It was great being a part of 1st Annual NYC Motorcycle Film Festival in Brooklyn last week. Lots of great films and filmmakers were exposed to fresh eyes hungry for inspiring motorcycle art, culture, and history on the screen. An interesting after-film Q & A brought up a seminal motorcycle film of the 1960s, “The Leather Boys”, not just necessarily for the striking “Ton-Up Boys” and bikes– actually more for it’s place in history for being the first British film to be rated ‘X’ for having homosexual themes than actual nudity of a graphic nature, per se.

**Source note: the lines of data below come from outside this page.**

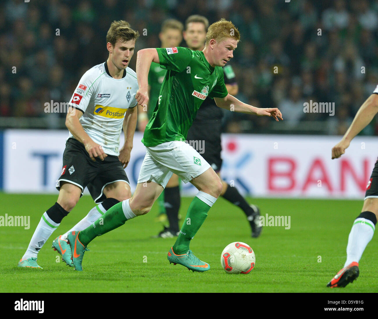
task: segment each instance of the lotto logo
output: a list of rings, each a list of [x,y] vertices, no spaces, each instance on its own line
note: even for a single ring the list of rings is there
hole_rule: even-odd
[[[167,50],[167,53],[168,54],[172,54],[177,53],[178,52],[177,48],[167,48],[166,50]]]
[[[72,100],[71,103],[78,105],[80,104],[80,101],[81,101],[81,99],[82,97],[81,95],[78,94],[77,93],[75,93],[73,95],[73,97],[72,98]]]

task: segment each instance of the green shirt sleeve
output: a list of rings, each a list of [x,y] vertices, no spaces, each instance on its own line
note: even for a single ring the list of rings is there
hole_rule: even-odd
[[[209,96],[212,98],[223,98],[226,97],[228,94],[226,84],[225,84],[225,77],[223,73],[223,69],[220,67],[217,67],[218,69],[218,77],[217,80],[217,84],[214,86],[214,88],[211,90],[209,94]]]
[[[181,72],[189,66],[194,53],[187,48],[158,48],[160,67],[166,70]]]

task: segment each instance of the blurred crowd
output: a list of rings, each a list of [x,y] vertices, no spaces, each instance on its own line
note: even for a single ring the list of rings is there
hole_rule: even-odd
[[[68,101],[83,74],[107,59],[113,20],[125,20],[139,31],[137,51],[160,46],[166,19],[183,23],[200,14],[211,23],[231,20],[240,32],[231,62],[238,98],[279,107],[288,132],[311,121],[327,134],[343,134],[378,84],[377,13],[378,2],[367,0],[5,0],[0,117],[45,117],[46,102]],[[310,101],[334,103],[334,115],[305,113]],[[232,112],[224,120],[231,132],[269,132],[280,124]],[[378,134],[378,122],[363,134]]]

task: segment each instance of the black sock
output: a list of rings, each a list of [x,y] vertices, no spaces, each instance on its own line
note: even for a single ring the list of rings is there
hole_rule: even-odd
[[[114,206],[116,204],[118,204],[119,202],[119,201],[118,199],[110,197],[108,198],[107,198],[101,204],[102,205],[102,207],[107,210],[111,207]]]
[[[371,212],[368,212],[367,211],[363,212],[362,213],[356,217],[357,218],[361,218],[371,221],[374,224],[374,226],[376,224],[377,218],[374,213],[372,213]]]
[[[180,200],[178,186],[166,187],[164,190],[164,206],[169,223],[169,230],[172,233],[177,233],[180,230],[178,216]]]
[[[57,224],[60,224],[64,217],[67,216],[69,212],[67,212],[57,202],[46,211],[46,213],[51,220]]]
[[[236,187],[233,187],[228,184],[227,189],[222,197],[234,205],[240,207],[247,216],[253,213],[253,210],[244,198],[240,195]]]

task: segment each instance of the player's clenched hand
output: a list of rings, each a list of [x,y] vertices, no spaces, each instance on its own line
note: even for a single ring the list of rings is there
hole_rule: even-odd
[[[139,105],[141,105],[142,106],[147,106],[148,104],[149,100],[148,89],[143,89],[142,88],[139,89],[136,91],[135,99]]]
[[[119,150],[119,155],[118,155],[118,159],[122,163],[123,168],[125,168],[127,166],[130,161],[130,153],[131,152],[131,148],[124,146]]]
[[[279,118],[283,120],[282,115],[277,107],[268,109],[257,109],[256,115],[258,116],[271,116],[277,122]]]
[[[93,141],[86,143],[84,146],[85,147],[85,150],[88,152],[89,157],[93,161],[95,161],[95,157],[98,157],[101,160],[104,160],[105,157],[108,156],[104,152],[102,146],[94,143]]]
[[[338,159],[345,152],[345,149],[349,146],[350,142],[341,140],[332,149],[332,159]]]

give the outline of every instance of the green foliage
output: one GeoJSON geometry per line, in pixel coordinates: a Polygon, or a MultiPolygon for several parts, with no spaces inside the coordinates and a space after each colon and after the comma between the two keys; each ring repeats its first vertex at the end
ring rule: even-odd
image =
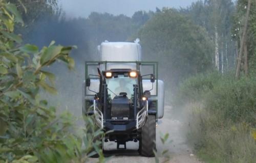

I was first exposed to “The Leather Boys” as a teenage fan of The Smiths (it was a very influential and transforming film for Morrissey, and many young gay men in England). Clips and images of the film and it’s stars were used in The Smiths’ video “Girlfriend in a Coma” and their single, “William, It Was Really Nothing.” In a 1988 NME interview at the Cadogan Hotel (where Oscar Wilde was arrested), Morrissey even said, “I’m almost quite speechless now, it’s a very historic place and obviously it means a great deal to me… to be sitting here staring at Oscar’s television and the very video that Oscar watched “The Leather Boys on.” (The ‘Oscar’s television’ comment, obviously an impossibility, is Moz being snarky and insulting the intelligence of the NME reporter…) Hearing “The Leather Boys” being referenced all these years later by filmmaker Eric Tretbar (Girl Meets Bike), and Paul d’Orleans of The Vintagent made me want to take a closer look at the historical influence of “The Leather Boys”, of which there is several layers.
Rita Tushingham and Colin Campbell in the iconic British film, “The Leather Boys”, 1964.